UserClient
How product clients read the model directory and call text, stream, image, tts, and other services.
UserClient is the runtime client for product-facing calls.
It binds one user inside one product:
base_urlproduct_iduser_token
You can use it inside browsers, extensions, mobile apps, desktop apps, or your own backend acting on behalf of a user.
Minimal example
import { UserClient } from "@visiblebase/client";
import type { UIMessageChunk } from "ai";
const client = new UserClient({
base_url: "https://base.example.com",
product_id: "prod_xxx",
user_token: "ub_xxx",
});
const models = await client.models();
const result = await client.text({
model: models.primary(),
prompt: "Write a welcome message",
});Why models() comes first
client.models() returns a callable directory, not just a plain array:
const models = await client.models();
models("gpt-5.4");
models.primary();
models.all();Recommended usage:
const models = await client.models();
const model = models("gpt-5.4") ?? models.primary();This keeps raw model IDs from scattering across your product code.
text()
const result = await client.text({
model: models.primary(),
prompt: "Write a welcome message",
});text() returns an AI SDK UIMessage: a complete message that UI code can store and render directly.
The input object is still intentionally open:
modelis optional- other fields are defined by your own
base.text()handler - the handler result should be a
UIMessage
If no model is provided, Base tries to fill the final query with the service-level default() fallback.
If you call a custom service with a non-UIMessage result shape, use invoke<T>().
stream()
const body = await client.stream({
model: models("gpt-5.4"),
prompt: "Stream a short paragraph",
});stream() returns an AI SDK UIMessageChunk stream:
const stream: ReadableStream<UIMessageChunk> = await client.stream({
prompt: "Stream a short paragraph",
});It is not the raw HTTP byte stream. The SDK parses the AI SDK UIMessage SSE body returned by Base into chunk objects.
You can consume it chunk by chunk:
const reader = stream.getReader();
const first = await reader.read();The Base-side stream handler should return the result of AI SDK createUIMessageStreamResponse() or streamText().toUIMessageStreamResponse().
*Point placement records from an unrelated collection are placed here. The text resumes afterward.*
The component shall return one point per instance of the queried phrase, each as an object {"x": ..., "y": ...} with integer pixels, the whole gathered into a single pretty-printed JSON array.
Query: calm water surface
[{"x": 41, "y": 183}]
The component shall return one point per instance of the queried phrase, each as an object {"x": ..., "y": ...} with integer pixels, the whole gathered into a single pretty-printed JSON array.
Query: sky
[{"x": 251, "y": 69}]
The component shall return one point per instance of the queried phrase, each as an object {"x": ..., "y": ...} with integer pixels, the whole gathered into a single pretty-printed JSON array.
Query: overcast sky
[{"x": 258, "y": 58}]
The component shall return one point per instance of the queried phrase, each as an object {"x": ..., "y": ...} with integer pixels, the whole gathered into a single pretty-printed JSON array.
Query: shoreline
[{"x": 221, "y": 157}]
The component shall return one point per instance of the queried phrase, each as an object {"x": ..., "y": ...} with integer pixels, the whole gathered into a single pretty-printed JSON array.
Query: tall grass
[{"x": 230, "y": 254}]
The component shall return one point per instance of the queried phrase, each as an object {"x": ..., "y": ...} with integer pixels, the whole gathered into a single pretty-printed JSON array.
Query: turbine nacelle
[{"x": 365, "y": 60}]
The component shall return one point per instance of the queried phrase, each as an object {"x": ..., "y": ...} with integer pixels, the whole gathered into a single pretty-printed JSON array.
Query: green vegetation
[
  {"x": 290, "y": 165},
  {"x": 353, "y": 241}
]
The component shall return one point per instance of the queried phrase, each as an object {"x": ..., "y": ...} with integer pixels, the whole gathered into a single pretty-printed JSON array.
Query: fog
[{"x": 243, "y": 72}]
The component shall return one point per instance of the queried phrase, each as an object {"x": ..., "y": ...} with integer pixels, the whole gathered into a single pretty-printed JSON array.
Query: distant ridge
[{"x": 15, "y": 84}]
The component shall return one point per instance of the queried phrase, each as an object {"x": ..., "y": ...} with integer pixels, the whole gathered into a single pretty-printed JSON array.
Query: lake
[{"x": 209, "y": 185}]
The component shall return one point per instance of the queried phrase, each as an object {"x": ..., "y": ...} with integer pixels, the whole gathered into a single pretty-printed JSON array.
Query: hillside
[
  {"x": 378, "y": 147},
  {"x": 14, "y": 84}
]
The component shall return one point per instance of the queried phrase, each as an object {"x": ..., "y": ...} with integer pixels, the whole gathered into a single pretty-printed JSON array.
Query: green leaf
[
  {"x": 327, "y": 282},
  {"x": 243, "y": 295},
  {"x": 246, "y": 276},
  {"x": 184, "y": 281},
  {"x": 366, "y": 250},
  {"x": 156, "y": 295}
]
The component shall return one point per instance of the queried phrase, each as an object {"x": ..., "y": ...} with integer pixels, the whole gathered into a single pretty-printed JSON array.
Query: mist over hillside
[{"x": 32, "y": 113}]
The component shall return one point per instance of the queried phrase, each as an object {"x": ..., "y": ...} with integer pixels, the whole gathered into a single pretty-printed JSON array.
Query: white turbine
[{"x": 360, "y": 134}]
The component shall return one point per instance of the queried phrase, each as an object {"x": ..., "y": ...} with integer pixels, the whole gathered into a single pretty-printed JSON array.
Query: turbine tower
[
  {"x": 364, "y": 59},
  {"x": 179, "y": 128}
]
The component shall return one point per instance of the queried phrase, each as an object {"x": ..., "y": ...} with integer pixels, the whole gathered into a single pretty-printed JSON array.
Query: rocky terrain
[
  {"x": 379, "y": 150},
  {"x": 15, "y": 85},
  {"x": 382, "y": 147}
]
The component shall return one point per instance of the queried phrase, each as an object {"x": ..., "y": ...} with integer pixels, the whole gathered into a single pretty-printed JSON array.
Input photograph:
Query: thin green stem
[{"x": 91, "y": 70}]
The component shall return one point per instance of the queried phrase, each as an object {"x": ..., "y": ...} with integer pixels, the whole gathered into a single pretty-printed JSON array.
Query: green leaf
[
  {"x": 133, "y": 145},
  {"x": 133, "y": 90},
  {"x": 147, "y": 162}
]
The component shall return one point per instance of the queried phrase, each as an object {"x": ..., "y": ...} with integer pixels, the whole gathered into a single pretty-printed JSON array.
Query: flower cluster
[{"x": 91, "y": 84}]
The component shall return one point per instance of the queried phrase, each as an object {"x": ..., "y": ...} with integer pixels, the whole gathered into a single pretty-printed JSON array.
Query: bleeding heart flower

If you want a single JSON result, use text() instead of stream().
image() / video()
image() and video() return AI SDK UIMessage. Use file parts inside parts to represent generated image or video files:
const imageMessage = await client.image({
prompt: "A fox standing in the snow",
model: models("image-basic"),
});The Base-side base.image() / base.video() handlers are also typed to return UIMessage.
tts() / asr()
tts() and asr() keep open return types because audio input and output transport shapes vary more across products:
await client.tts({
text: "Hello",
voice: "alloy",
});If you need a stricter result shape, wrap a custom service with invoke<T>().
invoke()
If the service name is dynamic, call the generic method:
await client.invoke("rewrite", {
prompt: "Rewrite this in a more professional tone",
tone: "formal",
});This is useful when:
- the frontend picks a service from configuration
- you added custom services and do not want to wrap each of them manually
service()
client.service() has two forms.
Read the registered service list
const services = await client.service();Create a service-scoped invoker
await client.service("text").invoke({
prompt: "Hello",
});That is equivalent to:
await client.invoke("text", {
prompt: "Hello",
});Common errors
When UserClient receives a non-2xx HTTP response, it throws an Error with two extra fields:
status: the HTTP status code.body: the raw response body from Base, usually{"error":"..."}.
try {
await client.text({
model: "gpt-5.4",
prompt: "Hello",
});
} catch (error) {
const status = error instanceof Error && "status" in error ? error.status : undefined;
const body = error instanceof Error && "body" in error ? error.body : undefined;
console.log(status, body);
}client.stream() can fail in two stages: when HTTP returns a non-2xx status, it throws the same status/body error; when HTTP succeeds but the body is empty or is not an AI SDK UIMessage stream, the stream parser throws a normal parsing error.
401 / 403
Usually one of these:
user_tokenis missing- the token expired
- the token signature is invalid
product_iddoes not match the token
422
Usually one of these:
- the final
query.modelis empty - the request references a model that does not exist
- the current service did not hit any
match()handler
When not to use UserClient
Do not use UserClient for:
- creating products
- issuing
user_token - modifying runtime env
Those are trusted-side actions and belong in AdminClient or your own backend.